U.S.$900,000,000 5.375 per cent. Notes due 2019 (Stock code: 5824)


INFORMATION REGARDING NWCL BONDS


Reference is made to the joint announcement dated 6 January 2016 (the ''Joint Announcement'') published by New World China Land Limited (the ''Company''), New World Development Company Limited (''NWD'') and Easywin Enterprises Corporation Limited (the ''Offeror'') in respect of, among others, a voluntary conditional cash offer by The Hongkong and Shanghai Banking Corporation Limited on behalf of the Offeror, a wholly-owned subsidiary of NWD, to acquire all the issued shares of the Company (other than those already held by the Offeror and NWD) and to cancel all the outstanding options of the Company. Unless otherwise defined herein, capitalised terms used herein shall have the meanings ascribed to them in the Joint Announcement.


The board of directors of the Company would like to inform the holders of the NWCL Bonds (the ''NWCL Bondholders'') that if the level of acceptances of the Share Offer reaches the prescribed level under the Cayman Islands Companies Law required for compulsory acquisition and the requirements of Rule 2.11 of the Takeovers Code are satisfied, and if the Offeror exercises such right and completes the compulsory acquisition, while an application will be made for the withdrawal of the listing of the NWCL Shares from the Stock Exchange pursuant to Rule 6.15 of the Listing Rules, the listing of the NWCL Bonds on the Stock Exchange will be maintained. The Company will continue to meet its obligations under the NWCL Bonds irrespective of whether the Company will remain listed on the Stock Exchange.

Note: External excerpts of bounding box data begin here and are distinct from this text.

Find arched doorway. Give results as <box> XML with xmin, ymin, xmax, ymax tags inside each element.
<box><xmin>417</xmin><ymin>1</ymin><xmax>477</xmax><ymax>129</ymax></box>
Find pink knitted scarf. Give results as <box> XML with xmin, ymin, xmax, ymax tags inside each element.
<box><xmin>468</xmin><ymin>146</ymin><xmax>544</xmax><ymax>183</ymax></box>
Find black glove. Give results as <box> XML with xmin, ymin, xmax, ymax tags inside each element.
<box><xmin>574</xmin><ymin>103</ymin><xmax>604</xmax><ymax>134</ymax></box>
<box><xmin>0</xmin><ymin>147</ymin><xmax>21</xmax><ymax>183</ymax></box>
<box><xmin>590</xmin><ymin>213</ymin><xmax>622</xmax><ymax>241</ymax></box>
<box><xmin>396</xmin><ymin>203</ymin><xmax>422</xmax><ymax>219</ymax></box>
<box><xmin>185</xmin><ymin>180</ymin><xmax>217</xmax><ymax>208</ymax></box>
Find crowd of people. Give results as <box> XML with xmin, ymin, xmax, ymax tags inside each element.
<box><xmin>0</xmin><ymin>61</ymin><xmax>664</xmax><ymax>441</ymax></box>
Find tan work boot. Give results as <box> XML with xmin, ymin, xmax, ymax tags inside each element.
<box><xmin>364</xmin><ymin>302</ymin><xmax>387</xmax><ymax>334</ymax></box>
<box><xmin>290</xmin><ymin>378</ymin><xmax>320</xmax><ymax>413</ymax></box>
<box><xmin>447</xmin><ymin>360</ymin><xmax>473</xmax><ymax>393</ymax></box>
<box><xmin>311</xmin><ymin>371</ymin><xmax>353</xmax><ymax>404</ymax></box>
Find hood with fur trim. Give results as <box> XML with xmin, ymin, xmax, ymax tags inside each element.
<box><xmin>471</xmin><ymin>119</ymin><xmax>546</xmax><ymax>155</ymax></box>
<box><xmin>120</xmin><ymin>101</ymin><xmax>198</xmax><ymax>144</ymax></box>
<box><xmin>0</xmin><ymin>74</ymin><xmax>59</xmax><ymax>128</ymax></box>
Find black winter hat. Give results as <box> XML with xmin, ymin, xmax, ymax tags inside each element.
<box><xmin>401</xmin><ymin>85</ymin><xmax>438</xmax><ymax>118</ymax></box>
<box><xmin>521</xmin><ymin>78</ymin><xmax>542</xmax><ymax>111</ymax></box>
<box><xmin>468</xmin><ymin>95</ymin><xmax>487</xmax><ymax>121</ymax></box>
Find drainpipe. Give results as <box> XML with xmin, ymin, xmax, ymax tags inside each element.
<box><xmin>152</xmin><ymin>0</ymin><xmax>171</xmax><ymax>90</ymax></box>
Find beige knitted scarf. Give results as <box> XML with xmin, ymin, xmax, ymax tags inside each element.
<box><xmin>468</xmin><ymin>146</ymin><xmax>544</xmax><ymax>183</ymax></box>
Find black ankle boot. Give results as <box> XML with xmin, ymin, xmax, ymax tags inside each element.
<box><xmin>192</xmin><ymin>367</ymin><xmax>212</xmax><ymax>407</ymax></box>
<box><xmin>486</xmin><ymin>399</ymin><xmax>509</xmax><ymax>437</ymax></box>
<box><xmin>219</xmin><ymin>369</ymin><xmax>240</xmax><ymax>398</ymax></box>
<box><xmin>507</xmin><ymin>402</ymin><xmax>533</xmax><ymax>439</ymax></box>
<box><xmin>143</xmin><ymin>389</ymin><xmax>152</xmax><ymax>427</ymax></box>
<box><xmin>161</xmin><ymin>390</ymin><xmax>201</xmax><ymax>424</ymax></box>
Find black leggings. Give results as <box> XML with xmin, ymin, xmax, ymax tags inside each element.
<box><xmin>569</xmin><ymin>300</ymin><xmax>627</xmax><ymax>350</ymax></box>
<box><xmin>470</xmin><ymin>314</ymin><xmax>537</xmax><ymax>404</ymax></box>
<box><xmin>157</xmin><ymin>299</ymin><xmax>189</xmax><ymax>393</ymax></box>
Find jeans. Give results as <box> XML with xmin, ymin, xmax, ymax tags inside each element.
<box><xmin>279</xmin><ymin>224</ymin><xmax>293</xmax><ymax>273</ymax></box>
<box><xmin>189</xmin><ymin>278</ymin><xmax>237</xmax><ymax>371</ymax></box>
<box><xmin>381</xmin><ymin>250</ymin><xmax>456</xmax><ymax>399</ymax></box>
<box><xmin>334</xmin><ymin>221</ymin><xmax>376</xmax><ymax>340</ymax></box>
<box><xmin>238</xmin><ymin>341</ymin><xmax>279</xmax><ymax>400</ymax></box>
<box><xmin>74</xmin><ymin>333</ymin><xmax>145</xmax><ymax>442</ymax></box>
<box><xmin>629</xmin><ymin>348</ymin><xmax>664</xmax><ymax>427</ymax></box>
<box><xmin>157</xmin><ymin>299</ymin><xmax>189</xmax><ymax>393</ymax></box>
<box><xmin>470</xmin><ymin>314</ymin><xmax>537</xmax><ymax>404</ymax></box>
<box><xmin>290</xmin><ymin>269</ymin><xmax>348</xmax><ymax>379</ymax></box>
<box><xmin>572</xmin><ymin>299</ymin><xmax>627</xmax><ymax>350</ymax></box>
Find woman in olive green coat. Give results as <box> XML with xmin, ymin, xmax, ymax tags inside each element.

The NWCL Bondholders are reminded to refer to the terms and conditions of the NWCL Bonds for their rights or actions to be taken in relation to the Offers. If the NWCL Bondholders are in any doubt as to any aspect of the Offers or as to their rights or actions to be taken, they should consult a licensed securities dealer, registered institution in securities, bank manager, solicitor, professional accountant or other professional advisers.


WARNING: NWCL Shareholders, NWCL Optionholders, NWCL Bondholders and/or potential investors of the Company should be aware that the Offers are subject to the satisfaction and/or waiver (where applicable) of the Conditions. Accordingly, the Offers may or may not become unconditional. NWCL Shareholders, NWCL Optionholders, NWCL Bondholders and/or potential investors of the Company should therefore exercise caution when dealing in the securities of the Company. Persons who are in doubt as to the action they should take should consult their stockbroker, bank manager, solicitor or other professional advisers.


By Order of the Board

Ngan Man-Ying, Lynda

Company Secretary


Hong Kong, 7 January 2016


As at the date of this announcement, the board of directors of the Company comprises (a) seven executive directors, namely Dr. Cheng Kar-Shun, Henry, Mr. Cheng Kar-Shing, Peter, Dr. Cheng Chi-Kong, Adrian, Ms. Cheng Chi-Man, Sonia, Mr. Cheng Chi-Him, Conrad, Mr. Fong Shing-Kwong, Michael and Ms. Ngan Man-Ying, Lynda; and (b) four independent non-executive directors, namely Dr. Cheng Wai-Chee, Christopher, Hon. Tien Pei-Chun, James, Mr. Lee Luen-Wai, John and Mr. Ip Yuk-Keung, Albert.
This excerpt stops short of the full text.